Ruiz should know. After all, his Valero Gasoline Alley Cookers have been participating in barbecue cook-offs for more than 20 years.
This week, Ruiz and his friends are headed for one of the prime cook-offs of the year: the World’s Championship Bar-B-Que Contest at the Houston Livestock Show and Rodeo. The event takes place Thursday through Saturday at Reliant Center.
“Some people stick to the same recipe — or at least a similar recipe — year after year,” Ruiz said. “As a matter of fact, the only major change I’ve noticed in recent years are the formulations for the ribs. It seems to me the entries are much sweeter than before.”
Otherwise, as far as the longtime contestant is concerned, most of the teams taking part in the brisket contest seem to adhere to recipes extremely similar to the ones they’ve created in past years. That means covering the meat with dry ingredients like pepper, paprika, minced garlic, chili powder and kosher salt.
“The only difference I notice from year to year is they frequently change the proportions of the spices they use,” Ruiz said.
The Gasoline Alley Cookers are faithful to a preparation technique that calls for coming up with a concoction of spices, hand rubbing that mixture into the meat, wrapping the meat in plastic wrap and refrigerating it overnight.

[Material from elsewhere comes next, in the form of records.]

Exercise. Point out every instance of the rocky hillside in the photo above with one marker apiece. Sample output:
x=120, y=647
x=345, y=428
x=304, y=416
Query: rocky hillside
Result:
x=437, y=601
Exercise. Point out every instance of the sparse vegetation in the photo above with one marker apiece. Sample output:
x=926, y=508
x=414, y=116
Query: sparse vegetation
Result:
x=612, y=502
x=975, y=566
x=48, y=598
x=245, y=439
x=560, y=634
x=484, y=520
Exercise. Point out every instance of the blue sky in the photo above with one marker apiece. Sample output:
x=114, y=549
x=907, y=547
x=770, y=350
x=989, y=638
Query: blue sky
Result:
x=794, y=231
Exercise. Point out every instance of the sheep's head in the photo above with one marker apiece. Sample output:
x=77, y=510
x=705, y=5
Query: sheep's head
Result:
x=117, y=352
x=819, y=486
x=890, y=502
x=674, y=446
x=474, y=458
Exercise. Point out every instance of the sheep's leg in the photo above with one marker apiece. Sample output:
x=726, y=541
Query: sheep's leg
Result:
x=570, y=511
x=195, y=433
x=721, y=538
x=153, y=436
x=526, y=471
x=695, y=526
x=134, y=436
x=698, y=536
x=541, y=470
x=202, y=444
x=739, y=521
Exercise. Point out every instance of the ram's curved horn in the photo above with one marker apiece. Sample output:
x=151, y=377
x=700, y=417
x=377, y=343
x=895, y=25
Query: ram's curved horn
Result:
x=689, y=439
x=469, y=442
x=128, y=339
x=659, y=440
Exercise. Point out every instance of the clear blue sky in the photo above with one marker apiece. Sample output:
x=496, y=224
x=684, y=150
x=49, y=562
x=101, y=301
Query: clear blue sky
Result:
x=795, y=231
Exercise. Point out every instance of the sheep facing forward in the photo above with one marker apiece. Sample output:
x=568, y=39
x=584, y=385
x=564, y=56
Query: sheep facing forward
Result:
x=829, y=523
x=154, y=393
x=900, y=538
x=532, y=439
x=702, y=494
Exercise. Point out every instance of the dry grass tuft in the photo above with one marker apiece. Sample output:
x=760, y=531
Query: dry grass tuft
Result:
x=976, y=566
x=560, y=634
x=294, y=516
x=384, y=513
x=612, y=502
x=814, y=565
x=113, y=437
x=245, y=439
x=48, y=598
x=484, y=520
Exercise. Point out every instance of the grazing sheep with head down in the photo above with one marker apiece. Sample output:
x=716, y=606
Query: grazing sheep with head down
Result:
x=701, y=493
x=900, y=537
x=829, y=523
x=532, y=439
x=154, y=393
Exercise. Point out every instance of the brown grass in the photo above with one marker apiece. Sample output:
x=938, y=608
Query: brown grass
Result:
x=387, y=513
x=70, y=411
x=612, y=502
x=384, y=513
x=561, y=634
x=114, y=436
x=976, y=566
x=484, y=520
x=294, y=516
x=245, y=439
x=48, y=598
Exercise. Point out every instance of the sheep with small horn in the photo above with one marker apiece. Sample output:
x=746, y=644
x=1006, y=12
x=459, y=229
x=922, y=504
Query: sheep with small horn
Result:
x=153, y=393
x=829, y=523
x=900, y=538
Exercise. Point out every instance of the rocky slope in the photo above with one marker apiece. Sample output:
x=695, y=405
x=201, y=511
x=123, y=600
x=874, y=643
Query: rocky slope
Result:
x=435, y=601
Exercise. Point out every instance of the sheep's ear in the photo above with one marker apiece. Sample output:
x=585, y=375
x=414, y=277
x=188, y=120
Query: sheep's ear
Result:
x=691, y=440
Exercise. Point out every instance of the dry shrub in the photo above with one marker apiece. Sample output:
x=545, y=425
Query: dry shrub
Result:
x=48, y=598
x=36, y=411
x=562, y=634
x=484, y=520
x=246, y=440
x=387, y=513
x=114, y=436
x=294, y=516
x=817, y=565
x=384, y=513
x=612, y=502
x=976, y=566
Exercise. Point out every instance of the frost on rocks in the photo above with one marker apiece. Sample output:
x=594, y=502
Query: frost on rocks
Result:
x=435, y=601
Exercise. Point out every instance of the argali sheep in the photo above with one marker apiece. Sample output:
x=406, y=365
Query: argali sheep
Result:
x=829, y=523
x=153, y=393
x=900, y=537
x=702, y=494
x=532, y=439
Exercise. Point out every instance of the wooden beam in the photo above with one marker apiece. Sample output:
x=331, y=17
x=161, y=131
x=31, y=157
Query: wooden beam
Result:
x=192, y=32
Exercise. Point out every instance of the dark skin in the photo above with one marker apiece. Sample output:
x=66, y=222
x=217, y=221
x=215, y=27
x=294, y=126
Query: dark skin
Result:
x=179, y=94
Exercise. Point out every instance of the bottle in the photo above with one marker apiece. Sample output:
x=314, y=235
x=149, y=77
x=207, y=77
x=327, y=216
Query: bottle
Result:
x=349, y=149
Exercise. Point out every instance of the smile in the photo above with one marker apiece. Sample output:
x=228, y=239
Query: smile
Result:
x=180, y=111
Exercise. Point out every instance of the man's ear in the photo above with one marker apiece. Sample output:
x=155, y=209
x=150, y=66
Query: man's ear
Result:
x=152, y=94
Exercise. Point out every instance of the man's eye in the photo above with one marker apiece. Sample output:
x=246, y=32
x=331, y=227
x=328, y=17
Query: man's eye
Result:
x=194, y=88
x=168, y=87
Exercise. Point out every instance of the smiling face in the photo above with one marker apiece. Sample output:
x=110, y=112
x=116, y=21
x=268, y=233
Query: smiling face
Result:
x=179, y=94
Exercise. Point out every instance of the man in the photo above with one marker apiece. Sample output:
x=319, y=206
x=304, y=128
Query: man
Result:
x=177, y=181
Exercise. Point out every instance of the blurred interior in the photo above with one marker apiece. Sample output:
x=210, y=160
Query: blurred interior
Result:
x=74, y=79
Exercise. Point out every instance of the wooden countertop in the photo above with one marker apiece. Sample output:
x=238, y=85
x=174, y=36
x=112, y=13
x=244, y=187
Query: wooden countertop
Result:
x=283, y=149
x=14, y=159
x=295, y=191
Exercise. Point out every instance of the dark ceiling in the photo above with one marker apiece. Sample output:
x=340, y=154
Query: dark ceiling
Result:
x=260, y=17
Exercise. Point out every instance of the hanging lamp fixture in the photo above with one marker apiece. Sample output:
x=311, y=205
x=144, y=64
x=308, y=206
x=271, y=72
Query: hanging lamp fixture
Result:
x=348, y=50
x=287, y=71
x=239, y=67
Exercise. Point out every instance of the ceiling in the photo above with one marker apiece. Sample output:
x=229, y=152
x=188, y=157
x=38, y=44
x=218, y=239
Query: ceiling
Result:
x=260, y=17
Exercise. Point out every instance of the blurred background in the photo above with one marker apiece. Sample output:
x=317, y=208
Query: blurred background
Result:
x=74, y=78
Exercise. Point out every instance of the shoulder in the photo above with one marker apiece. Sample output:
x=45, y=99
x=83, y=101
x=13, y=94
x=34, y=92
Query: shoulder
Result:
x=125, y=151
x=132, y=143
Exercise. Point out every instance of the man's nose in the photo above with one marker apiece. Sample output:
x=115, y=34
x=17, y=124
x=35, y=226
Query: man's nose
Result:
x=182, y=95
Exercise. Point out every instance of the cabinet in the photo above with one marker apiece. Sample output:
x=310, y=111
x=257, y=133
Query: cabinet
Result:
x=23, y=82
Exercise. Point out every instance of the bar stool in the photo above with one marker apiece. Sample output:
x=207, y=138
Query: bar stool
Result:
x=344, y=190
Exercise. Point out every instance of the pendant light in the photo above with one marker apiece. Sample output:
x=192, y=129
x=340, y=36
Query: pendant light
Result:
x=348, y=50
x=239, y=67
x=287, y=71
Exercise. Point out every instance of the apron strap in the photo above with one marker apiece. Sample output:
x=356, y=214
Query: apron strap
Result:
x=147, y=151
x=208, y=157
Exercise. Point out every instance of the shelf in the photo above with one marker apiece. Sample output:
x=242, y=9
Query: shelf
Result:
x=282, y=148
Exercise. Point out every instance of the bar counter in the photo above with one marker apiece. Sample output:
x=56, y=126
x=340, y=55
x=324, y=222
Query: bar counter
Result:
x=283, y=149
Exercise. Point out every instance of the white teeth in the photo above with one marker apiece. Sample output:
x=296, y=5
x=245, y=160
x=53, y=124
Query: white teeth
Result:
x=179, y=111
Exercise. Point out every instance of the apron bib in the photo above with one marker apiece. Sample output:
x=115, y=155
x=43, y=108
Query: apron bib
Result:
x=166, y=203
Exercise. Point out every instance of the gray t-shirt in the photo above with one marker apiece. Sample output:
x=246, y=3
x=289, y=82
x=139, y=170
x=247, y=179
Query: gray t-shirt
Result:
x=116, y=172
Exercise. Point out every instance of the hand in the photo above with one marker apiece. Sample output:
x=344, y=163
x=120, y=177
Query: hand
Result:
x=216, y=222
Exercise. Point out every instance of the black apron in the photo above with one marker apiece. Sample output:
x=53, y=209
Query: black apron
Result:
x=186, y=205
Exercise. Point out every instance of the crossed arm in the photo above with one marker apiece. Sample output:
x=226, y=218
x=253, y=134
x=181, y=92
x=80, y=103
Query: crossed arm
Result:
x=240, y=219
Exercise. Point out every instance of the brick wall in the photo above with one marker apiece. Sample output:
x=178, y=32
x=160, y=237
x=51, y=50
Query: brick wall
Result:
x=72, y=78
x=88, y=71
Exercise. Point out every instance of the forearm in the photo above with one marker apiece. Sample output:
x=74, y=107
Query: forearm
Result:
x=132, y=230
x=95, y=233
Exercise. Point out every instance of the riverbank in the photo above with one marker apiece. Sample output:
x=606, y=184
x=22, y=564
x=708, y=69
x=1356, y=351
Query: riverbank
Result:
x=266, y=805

“You have to be careful not to over-season the meat since what’s most crucial to the judges is the taste of the meat coming through,” Ruiz said. “The only time I was aware of a cook getting carried away with spices was when I tasted a slice of brisket that had way too much cayenne.”
Once the seasoned meat is out of the refrigerator, cooks turn their focus to their custom-made pits, the wood used as the heat source, the temperature and the amount of smoke produced.
“It’s really a matter of practice,” Ruiz said. “We used to go out of our way to find white oak. Now that’s not very accessible, so we just use whatever oak we can get in Galveston County.”
A cooking time of eight hours (of course, the timing depends on the size of the brisket) at a low temperature of 250 F to 300 F seems to work best. WHITETRASH NOTE: In Texas, they seem to cook their brisket at a higher temp than most BBQ cooks. I would cook brisket at 225 F to 250 F. It will take longer, but the final product will be more tender.
“What you’re trying to do is produce enough smoke so you create a smoke ring around the outside of the meat, giving it a smoky — but not overly smoky — flavor,” Ruiz explained. WHITETRASH NOTE: We need to talk more about the smoke ring. In another post I'll expose the truth behind the myth.
To provide the meat with sufficient moisture, the team wraps the brisket in foil for about the last two hours. Other teams do a barbecue sauce mop while the brisket’s cooking, but not the Alley Cookers.
Then, when it’s time for the final judging — whether it’s brisket, chicken or pork spareribs — the entry must be literally the cooked meat out of the pit. No sauce is allowed.
“There have been years we’ve placed in the top 25 teams for ribs and for brisket,” Ruiz said. “We look upon that kind of win as a real victory since almost 400 teams compete each year.”
And speaking of RUB - did you know that Paul Kirk's RUB - Righteous Urban Barbecue restaurant is sponsoring NYC's first BBQ contest - Grillin On The Bay on March 25th? See you there.